It is known that when using a concrete road surface as a monolithic whole because the concrete parts are under pressure both in transverse and in the span direction, the maintenance costs are substantially lower and the life of the span structure can be prolonged. The compressive stress in the concrete surface in the span direction is usually realized by means of a temporary support of the supporting steel structure ensuring that the supporting structure is bend in the upward direction. Subsequently, the surface is poured on the site in parts in a specific sequence or pre-fabricated concrete elements are placed to form the road surface, after which the joints between and the recesses in the concrete elements serving to connect them with the supporting structure are filled with mortar. After hardening of the road surface or of the mortar in the joints and recesses the temporary supporting structure is removed with the result that the road surface and the joints transverse to the span direction are subjected to pressure by its own weight in the span direction. The compressive stress in the concrete elements transverse to the span direction can be applied in the known manner on the site or in the factory by means of prestressed reinforcement.

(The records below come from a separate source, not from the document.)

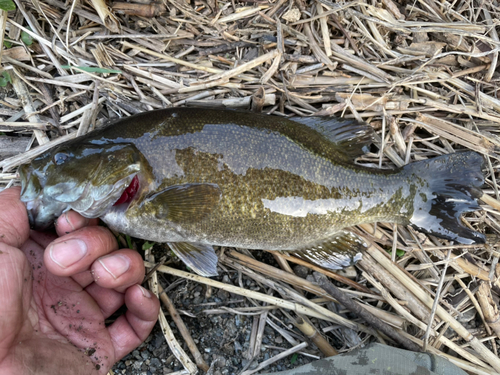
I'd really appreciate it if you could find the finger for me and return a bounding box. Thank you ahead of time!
[56,210,99,236]
[0,187,30,248]
[0,243,32,362]
[44,227,118,276]
[85,283,125,319]
[108,285,160,360]
[91,249,145,292]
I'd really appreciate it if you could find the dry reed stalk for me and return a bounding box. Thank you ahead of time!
[477,281,500,337]
[158,285,208,372]
[294,316,339,357]
[270,253,372,294]
[0,0,500,374]
[315,272,421,352]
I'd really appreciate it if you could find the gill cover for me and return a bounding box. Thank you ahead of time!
[19,142,141,229]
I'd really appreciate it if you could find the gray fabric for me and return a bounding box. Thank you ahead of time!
[264,343,467,375]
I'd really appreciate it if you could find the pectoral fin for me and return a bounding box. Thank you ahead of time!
[168,242,218,277]
[287,231,367,270]
[145,184,221,223]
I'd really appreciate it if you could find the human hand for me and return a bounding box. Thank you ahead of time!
[0,188,160,375]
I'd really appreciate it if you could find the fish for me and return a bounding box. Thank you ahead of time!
[19,108,485,276]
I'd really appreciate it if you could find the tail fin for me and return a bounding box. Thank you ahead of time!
[405,152,485,244]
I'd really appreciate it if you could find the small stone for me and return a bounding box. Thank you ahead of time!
[234,341,243,353]
[151,358,161,372]
[153,335,165,349]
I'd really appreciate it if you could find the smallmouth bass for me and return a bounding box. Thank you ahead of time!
[19,108,485,276]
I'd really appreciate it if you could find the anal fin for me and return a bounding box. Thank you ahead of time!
[287,231,367,270]
[168,242,218,277]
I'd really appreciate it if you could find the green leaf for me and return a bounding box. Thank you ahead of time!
[0,0,16,11]
[125,234,134,250]
[142,241,154,251]
[20,30,33,46]
[61,65,122,74]
[2,70,12,83]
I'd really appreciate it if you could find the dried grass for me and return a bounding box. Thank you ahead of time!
[0,0,500,374]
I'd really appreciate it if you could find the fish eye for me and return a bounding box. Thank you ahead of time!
[54,152,69,165]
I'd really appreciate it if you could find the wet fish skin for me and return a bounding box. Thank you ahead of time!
[21,108,484,276]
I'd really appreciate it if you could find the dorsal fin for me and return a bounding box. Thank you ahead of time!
[290,116,375,159]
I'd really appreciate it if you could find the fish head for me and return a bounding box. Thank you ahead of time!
[19,143,145,230]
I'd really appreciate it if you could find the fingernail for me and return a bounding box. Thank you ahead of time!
[49,240,87,268]
[99,254,130,279]
[137,285,151,298]
[64,211,75,230]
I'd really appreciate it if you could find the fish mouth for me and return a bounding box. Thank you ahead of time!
[19,166,140,230]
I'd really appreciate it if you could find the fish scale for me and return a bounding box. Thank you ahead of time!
[21,108,484,275]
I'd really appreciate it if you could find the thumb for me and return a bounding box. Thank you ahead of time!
[0,187,30,247]
[0,243,32,363]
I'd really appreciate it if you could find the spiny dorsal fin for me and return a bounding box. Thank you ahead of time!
[168,242,218,277]
[290,117,375,159]
[287,230,367,270]
[145,184,221,223]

The laborious erection of an auxiliary supporting structure and the subsequent removal thereof can be left out by using the construction method known from US-A-4,343,123. The compressive forces in the concrete elements are generated by placing hydraulic pressure means of a specific type, so called flat jacks, in a joint between two concrete elements, which are fixedly attached to the supporting construction to form consoles for the hydraulic pressure means. Such a flat jack comprises two parallel pressure plates connected at their perimeter by a channel part with a diameter wider than the maximum distance between the pressure plates. The hydraulic pressure means are placed on a beam of the supporting construction to create a bending moment in said beam. This structure implies that an only locally compressive forces can be generated at a specific part of the edges of the concrete elements bordering the joint and, thus, limits the maximum force to be applied when compared with the above discussed bent-out construction where the edges of two adjacent concrete elements contacting each other over their entire surface. After pressurizing the concrete elements a part of the joint is filled with so called babbit material. After hardening of said material the flat jacks are depressurized and removed, the voids being formed by removing the flat jacks being filled with another substantially incompressible material, such as concrete. The strength of the concrete and the locally acting flat jacks limit the possible compressive forces in the road surface. The combination of relatively low local compressive forces in the road surface and attaching the road surface rigidly to the supporting construction before pressurizing the flat jacks decreases the possibility to compensate the creep of the concrete road surface and the favourable influence on the bending moment in the construction.
The object of the invention is to provide a construction method and span structure of the above type in which the road surface can be pressurized in the span direction without requiring an auxiliary structure as a temporary support while retaining the possibility to exert very high compressive forces in the concrete elements with relatively simple and inexpensive means.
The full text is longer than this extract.